Supervising Unsupervised Learning
This provides a principled way to evaluate and apply unsupervised algorithms across domains, though it is incremental in leveraging existing supervised data.
The paper tackles the subjectivity in unsupervised learning by reducing it to supervised learning using knowledge from heterogeneous supervised datasets, resulting in improved performance across hundreds of problems with simple algorithms and provable bounds that circumvent Kleinberg's impossibility result in clustering.
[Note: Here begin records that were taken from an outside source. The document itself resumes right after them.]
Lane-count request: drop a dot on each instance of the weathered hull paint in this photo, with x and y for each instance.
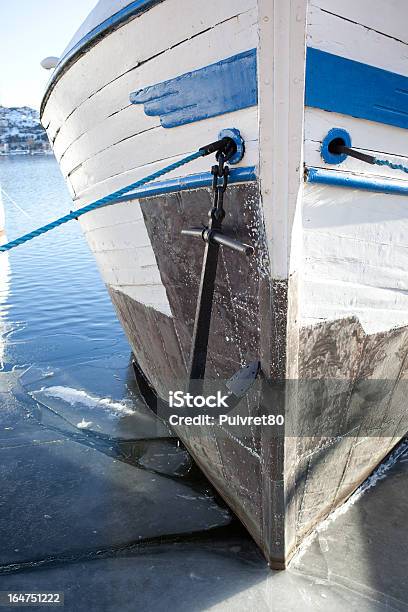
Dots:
(323, 304)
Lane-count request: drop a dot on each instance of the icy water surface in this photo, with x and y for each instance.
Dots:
(98, 501)
(70, 409)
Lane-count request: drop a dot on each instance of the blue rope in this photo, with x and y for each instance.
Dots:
(386, 162)
(106, 201)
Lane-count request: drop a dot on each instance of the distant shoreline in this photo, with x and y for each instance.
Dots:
(24, 153)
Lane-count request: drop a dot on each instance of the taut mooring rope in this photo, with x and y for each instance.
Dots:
(107, 200)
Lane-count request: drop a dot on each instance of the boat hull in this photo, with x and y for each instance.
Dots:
(323, 303)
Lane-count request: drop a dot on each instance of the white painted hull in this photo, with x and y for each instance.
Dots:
(334, 258)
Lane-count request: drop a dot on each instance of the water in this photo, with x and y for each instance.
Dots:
(56, 310)
(93, 489)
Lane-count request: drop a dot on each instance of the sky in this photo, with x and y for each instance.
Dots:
(31, 30)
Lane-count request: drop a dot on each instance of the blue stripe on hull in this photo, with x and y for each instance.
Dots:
(193, 181)
(337, 84)
(345, 179)
(223, 87)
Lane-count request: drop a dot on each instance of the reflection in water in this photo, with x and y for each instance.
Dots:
(4, 282)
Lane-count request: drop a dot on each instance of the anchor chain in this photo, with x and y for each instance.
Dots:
(213, 237)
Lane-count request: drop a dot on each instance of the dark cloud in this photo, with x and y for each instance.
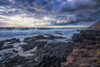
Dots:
(82, 10)
(3, 23)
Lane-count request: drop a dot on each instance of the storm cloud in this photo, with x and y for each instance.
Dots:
(74, 10)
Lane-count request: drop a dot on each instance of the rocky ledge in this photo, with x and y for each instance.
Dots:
(86, 52)
(37, 51)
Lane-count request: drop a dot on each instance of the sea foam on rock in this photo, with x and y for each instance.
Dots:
(37, 51)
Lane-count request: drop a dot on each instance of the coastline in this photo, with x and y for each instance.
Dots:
(86, 51)
(82, 50)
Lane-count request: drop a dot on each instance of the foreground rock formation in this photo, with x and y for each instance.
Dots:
(37, 51)
(86, 52)
(95, 26)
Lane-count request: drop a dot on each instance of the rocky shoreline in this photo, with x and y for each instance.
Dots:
(83, 50)
(37, 51)
(86, 52)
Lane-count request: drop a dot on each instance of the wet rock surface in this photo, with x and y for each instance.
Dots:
(37, 51)
(86, 52)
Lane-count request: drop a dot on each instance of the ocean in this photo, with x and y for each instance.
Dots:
(19, 32)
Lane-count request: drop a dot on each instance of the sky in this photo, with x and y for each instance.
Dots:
(36, 13)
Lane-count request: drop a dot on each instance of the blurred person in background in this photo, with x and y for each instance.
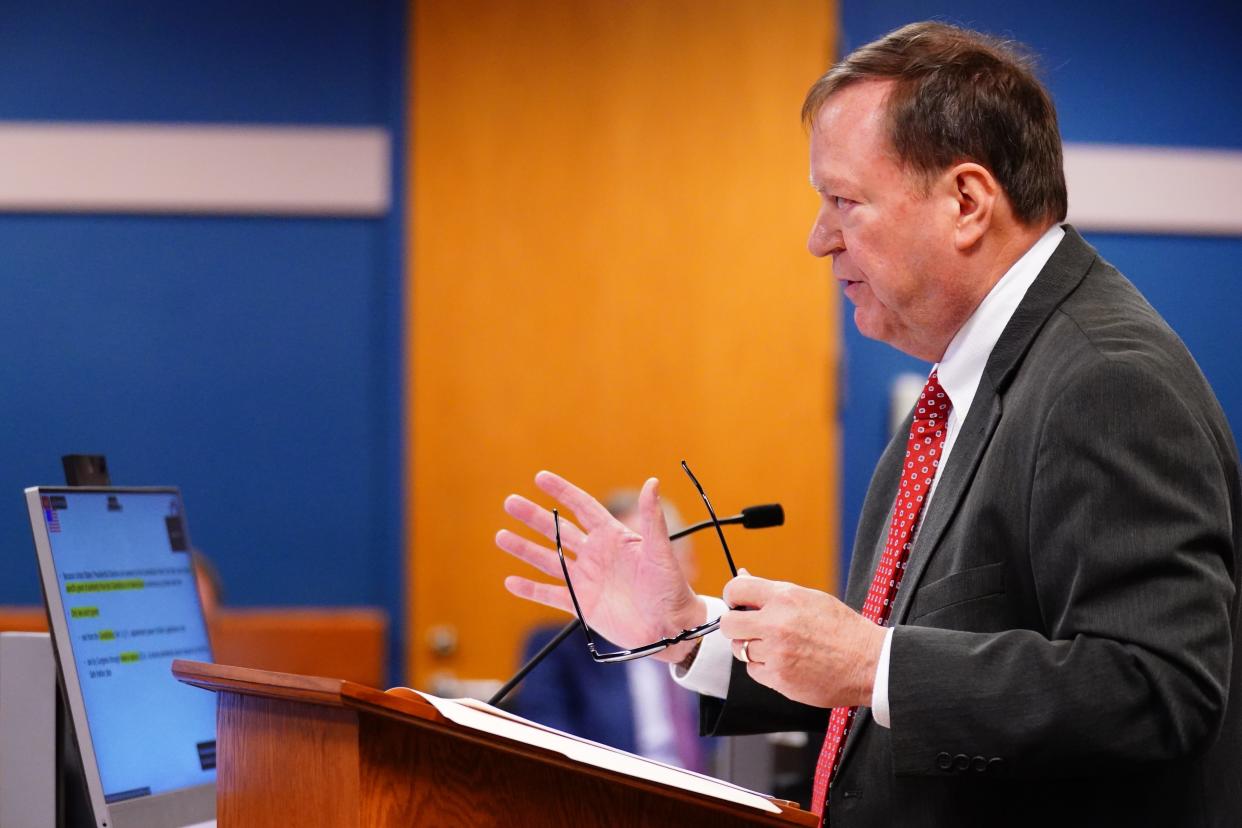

We introduce a framework to leverage knowledge acquired from a repository of (heterogeneous) supervised datasets to new unsupervised datasets. Our perspective avoids the subjectivity inherent in unsupervised learning by reducing it to supervised learning, and provides a principled way to evaluate unsupervised algorithms. We demonstrate the versatility of our framework via simple agnostic bounds on unsupervised problems. In the context of clustering, our approach helps choose the number of clusters and the clustering algorithm, remove the outliers, and provably circumvent the Kleinberg's impossibility result. Experimental results across hundreds of problems demonstrate improved performance on unsupervised data with simple algorithms, despite the fact that our problems come from heterogeneous domains. Additionally, our framework lets us leverage deep networks to learn common features from many such small datasets, and perform zero shot learning.